The truth of being abused as a child in a way that I justified as normal because I didn’t suffer it physically.
The truth of the intense amount of shame I’ve carried for the things I have and have not done in my life.
And although there are parts of this journey I am not ready to share openly because I’m afraid of the repercussions of exposing the person involved, I think I can share in an authentic way nonetheless.
This isn’t only for my own healing, but also for anyone else who is struggling with the embarrassment, shock, confusion, and even relief that comes with finally having answers to some painful questions.
So now what? What does someone do when they fit a piece of their life puzzle together that may not be ideal, but necessary for finding meaning in their life?
You move forward.
You take this new information and instead of compartmentalizing it, you lean into it, absorb it, integrate it, and learn to listen to this side of you more.
You go to those painful places, no matter how much it hurts, knowing that you will be okay knowing the truth.
You seek professional help. I cannot emphasize this enough.

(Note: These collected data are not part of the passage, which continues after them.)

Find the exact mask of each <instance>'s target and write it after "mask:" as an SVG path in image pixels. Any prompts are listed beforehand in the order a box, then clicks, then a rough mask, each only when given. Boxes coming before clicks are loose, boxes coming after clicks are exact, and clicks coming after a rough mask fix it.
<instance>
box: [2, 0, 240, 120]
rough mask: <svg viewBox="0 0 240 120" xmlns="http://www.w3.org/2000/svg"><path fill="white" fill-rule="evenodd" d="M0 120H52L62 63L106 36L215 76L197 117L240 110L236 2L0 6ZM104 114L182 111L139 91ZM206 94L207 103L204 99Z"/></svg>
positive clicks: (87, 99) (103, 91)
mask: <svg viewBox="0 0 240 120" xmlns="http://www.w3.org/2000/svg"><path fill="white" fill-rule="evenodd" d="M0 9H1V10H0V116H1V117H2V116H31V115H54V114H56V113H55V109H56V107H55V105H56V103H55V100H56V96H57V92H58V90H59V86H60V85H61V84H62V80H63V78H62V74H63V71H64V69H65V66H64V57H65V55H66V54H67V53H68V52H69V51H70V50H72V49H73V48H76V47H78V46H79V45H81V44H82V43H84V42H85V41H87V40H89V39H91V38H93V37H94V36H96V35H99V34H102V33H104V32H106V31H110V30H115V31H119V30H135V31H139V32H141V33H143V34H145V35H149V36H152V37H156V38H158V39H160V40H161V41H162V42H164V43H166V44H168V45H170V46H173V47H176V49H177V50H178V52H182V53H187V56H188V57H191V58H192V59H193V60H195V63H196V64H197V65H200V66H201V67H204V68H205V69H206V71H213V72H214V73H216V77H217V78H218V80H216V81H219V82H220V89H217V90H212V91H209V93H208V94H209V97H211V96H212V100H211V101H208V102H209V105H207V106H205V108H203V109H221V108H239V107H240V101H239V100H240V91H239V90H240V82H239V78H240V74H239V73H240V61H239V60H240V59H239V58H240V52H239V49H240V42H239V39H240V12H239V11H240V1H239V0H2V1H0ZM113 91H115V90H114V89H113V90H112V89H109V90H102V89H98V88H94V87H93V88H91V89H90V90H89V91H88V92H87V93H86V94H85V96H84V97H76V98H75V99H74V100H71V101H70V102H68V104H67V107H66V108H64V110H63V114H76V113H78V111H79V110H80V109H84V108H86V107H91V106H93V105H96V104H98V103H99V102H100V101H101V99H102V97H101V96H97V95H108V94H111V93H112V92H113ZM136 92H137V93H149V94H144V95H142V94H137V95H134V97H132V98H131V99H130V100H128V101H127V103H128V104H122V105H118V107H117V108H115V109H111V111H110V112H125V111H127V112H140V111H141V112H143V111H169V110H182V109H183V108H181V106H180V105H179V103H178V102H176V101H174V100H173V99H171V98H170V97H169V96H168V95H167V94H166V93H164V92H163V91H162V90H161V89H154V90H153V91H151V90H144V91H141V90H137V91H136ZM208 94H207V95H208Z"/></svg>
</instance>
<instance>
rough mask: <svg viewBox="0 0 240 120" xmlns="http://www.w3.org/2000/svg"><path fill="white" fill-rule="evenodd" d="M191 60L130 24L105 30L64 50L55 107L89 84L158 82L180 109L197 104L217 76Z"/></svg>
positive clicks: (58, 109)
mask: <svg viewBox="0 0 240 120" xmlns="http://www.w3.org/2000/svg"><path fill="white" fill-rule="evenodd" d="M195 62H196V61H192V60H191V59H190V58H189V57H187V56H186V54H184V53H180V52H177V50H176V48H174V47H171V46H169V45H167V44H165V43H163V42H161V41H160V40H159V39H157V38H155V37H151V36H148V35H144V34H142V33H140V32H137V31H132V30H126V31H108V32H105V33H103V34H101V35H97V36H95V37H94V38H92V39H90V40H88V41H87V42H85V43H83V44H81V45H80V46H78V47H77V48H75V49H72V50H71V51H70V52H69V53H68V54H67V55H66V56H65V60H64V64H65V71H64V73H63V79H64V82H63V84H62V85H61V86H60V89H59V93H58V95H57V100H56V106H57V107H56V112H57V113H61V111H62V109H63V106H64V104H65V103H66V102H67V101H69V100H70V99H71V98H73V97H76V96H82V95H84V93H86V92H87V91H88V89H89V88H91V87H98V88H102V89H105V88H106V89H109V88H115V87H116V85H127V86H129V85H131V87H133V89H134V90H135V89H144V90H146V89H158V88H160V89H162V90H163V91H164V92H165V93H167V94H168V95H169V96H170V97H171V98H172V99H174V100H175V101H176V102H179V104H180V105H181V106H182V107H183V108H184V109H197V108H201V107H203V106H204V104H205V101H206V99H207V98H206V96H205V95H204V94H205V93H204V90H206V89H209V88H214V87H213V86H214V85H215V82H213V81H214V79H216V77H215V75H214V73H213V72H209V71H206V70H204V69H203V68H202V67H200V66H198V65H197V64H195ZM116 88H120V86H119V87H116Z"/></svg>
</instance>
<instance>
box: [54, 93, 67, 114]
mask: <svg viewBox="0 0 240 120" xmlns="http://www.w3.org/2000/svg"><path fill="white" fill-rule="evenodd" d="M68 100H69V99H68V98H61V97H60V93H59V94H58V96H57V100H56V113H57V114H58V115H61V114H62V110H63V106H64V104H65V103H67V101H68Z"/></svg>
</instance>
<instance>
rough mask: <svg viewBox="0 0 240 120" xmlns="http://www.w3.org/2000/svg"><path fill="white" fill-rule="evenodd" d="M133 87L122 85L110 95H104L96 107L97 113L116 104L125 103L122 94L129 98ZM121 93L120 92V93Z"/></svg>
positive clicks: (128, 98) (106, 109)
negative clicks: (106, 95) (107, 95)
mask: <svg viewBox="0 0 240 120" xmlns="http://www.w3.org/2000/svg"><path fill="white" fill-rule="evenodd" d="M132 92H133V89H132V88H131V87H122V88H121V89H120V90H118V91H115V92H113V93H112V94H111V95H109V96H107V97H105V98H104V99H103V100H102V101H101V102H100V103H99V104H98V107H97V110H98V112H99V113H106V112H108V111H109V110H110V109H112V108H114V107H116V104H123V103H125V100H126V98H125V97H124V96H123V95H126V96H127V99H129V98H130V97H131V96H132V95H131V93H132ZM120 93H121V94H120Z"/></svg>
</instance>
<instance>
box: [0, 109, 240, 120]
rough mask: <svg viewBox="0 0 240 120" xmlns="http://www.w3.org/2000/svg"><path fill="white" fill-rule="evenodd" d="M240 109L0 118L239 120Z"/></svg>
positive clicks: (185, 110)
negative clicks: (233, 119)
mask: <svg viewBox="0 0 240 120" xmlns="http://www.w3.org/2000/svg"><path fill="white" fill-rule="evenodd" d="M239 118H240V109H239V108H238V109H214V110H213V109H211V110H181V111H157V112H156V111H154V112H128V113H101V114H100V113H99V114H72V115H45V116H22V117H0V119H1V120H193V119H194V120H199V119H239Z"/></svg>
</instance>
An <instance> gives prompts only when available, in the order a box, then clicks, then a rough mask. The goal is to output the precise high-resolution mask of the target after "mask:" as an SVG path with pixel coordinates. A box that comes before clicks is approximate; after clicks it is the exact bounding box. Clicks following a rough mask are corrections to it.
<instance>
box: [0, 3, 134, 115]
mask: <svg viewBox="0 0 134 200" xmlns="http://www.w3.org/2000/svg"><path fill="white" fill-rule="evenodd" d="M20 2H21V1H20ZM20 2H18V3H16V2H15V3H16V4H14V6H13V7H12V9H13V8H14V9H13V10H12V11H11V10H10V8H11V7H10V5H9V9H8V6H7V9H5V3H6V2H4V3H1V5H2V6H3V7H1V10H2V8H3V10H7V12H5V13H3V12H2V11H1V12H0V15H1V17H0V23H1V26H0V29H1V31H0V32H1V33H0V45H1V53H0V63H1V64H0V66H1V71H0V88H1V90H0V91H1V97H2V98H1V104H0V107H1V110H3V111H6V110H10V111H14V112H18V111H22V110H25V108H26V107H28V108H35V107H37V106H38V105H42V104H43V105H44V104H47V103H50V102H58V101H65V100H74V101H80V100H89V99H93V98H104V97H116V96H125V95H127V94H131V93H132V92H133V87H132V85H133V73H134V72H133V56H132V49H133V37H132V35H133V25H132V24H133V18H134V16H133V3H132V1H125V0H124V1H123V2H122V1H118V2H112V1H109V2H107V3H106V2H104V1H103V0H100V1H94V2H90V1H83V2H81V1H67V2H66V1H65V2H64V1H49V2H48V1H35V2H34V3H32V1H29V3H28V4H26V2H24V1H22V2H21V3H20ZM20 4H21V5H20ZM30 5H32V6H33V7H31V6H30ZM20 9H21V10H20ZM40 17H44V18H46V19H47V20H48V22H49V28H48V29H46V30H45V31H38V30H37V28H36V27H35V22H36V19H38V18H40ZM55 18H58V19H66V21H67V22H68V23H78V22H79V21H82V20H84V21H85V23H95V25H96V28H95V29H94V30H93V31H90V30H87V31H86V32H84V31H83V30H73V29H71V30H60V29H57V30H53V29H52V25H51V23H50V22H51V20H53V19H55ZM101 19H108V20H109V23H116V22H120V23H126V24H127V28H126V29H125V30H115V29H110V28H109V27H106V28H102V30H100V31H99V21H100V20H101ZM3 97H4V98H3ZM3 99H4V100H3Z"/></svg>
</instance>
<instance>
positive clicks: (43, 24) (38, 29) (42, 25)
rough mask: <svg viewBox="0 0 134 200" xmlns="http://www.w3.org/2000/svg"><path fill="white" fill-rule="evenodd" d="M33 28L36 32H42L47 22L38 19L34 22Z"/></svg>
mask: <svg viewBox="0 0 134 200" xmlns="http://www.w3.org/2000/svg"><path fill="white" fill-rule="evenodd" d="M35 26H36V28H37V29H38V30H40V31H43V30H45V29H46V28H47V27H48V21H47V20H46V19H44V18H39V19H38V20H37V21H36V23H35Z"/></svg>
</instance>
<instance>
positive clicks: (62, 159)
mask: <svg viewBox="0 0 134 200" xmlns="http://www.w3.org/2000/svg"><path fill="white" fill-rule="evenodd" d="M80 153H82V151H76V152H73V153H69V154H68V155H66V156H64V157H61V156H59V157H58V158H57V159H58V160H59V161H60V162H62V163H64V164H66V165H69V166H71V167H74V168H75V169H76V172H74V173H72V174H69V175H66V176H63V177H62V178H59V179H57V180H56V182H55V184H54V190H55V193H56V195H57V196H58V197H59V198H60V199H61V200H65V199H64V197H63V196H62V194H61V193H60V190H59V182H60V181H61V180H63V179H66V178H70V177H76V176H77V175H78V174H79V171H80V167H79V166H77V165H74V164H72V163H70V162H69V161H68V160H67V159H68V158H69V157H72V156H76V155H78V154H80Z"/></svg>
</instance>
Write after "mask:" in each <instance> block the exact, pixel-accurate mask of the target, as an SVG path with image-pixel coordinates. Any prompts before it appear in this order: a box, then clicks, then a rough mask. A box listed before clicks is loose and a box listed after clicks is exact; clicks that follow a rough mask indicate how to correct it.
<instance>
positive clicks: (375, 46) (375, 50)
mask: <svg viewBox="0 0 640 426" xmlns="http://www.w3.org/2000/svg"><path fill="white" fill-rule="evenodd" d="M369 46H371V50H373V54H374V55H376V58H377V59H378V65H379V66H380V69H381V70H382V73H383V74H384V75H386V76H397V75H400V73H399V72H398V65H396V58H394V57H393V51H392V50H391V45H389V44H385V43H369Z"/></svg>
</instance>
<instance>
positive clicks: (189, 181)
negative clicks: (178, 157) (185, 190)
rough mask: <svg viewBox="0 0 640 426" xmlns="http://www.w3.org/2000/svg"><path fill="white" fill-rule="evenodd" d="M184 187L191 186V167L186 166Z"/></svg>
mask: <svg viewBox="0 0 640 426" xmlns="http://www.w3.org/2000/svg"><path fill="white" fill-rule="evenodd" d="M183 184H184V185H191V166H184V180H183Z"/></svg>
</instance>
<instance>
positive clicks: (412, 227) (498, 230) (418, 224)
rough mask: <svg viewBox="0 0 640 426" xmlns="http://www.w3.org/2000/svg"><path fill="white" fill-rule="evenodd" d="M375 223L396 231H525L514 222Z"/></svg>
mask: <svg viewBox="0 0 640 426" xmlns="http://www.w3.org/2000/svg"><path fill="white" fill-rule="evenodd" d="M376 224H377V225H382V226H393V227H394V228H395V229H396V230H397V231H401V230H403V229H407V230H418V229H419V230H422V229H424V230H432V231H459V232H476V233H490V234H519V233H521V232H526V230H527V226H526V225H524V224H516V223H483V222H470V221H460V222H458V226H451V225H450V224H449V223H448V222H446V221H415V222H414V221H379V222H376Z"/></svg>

Do not try to do this alone, which is exactly what I did for years.
You seek a community—not to wallow in, but to uplift, understand, and relate to.
And for me personally, I’m going to continue to slow my life down, eliminate anything that adds more stress, get more intentional, continue making small changes that are long overdue, and peel back another layer.
I know clearly that I have nothing to be ashamed of and I don’t believe this means I am a broken or unlovable woman. I will not hide from this. It’s a delicate dance that requires me to ask for help, get honest with myself regularly, and let go of the shame I’ve attached to so many things in my life.
I will not fall victim to it but use it as a catalyst to know myself in a way I still don’t, to love myself deeper, heal, and hopefully impact people in a genuine and helpful way.
In order to do that, I need to own and forgive my past and slow down enough to allow myself the grace of healing.
Grace is something I have only recently just met.
And we are getting to know each other slowly.